January 25th
Picasso captured a spirit that had long existed in African sculpture when he fragmented the human body into expressive planes. Since Cubism, the distorted human figure has developed a close association with modernism, and although there are periodic returns to representational art, these carry with them a certain self consciousness. When painters seek to represent complex emotional depth, the distorted or abstracted form is usually the vehicle.
Contemporary representational artists such as John Currin and Eric Fischl(above) cultivate an extreme shallowness in their work: they focus their energy on the most superficial layers of reality. Currin has developed a remarkable Venetian technique that he uses to direct attention to the surface texture of his paintings. Analogous precedents, such as Titian and Velasquez, also focused on surfaces, but their canvases suggest an inner life beyond the paint. Behind a Fischl painting one senses a great void, an emptiness emphasized by the unnatural arrangement of figures and by the vacuum of space that isolates them.

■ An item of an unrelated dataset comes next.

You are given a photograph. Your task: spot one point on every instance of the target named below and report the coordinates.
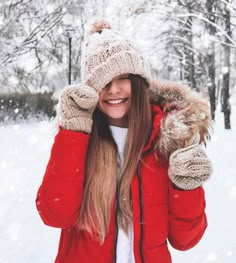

On the other side of the spectrum are artists who distort or abstract the figure but intend to show complex inner states. Laylah Ali‘s paintings often carry an emotional charge similar in intensity to Goya’s The Third of May, that feeling of inevitability in the face of suffering. Her figures, though, are cartoons painted on flat backgrounds. Their bodies are pared down to the emotive fundamentals necessary to spark empathy: eyes and mouths are drawn with the most care. Her ‘Greenheads’ are carefully arranged, and despite their simplified appearance, they evoke specific sociological positions.
Daniel Richter is a figurative painter closer to the Expressionist tradition: his distortions are painterly and evocative. With Richter, it’s like looking beneath the veil of Maya. His world is as black and infinite as deep space. The figures in his work are like polychromatic ghosts moving along deterministic paths. He reaches towards the human soul in his paintings and comes back with nightmarish ectoplasm.
So, are there trends between these artists? Isolation of minds, maybe. A sense of determinism, of semi-sentient beings acting out unalterable scenes. A sense of emptiness. Most notably, an inversion between realism of execution and emotional depth.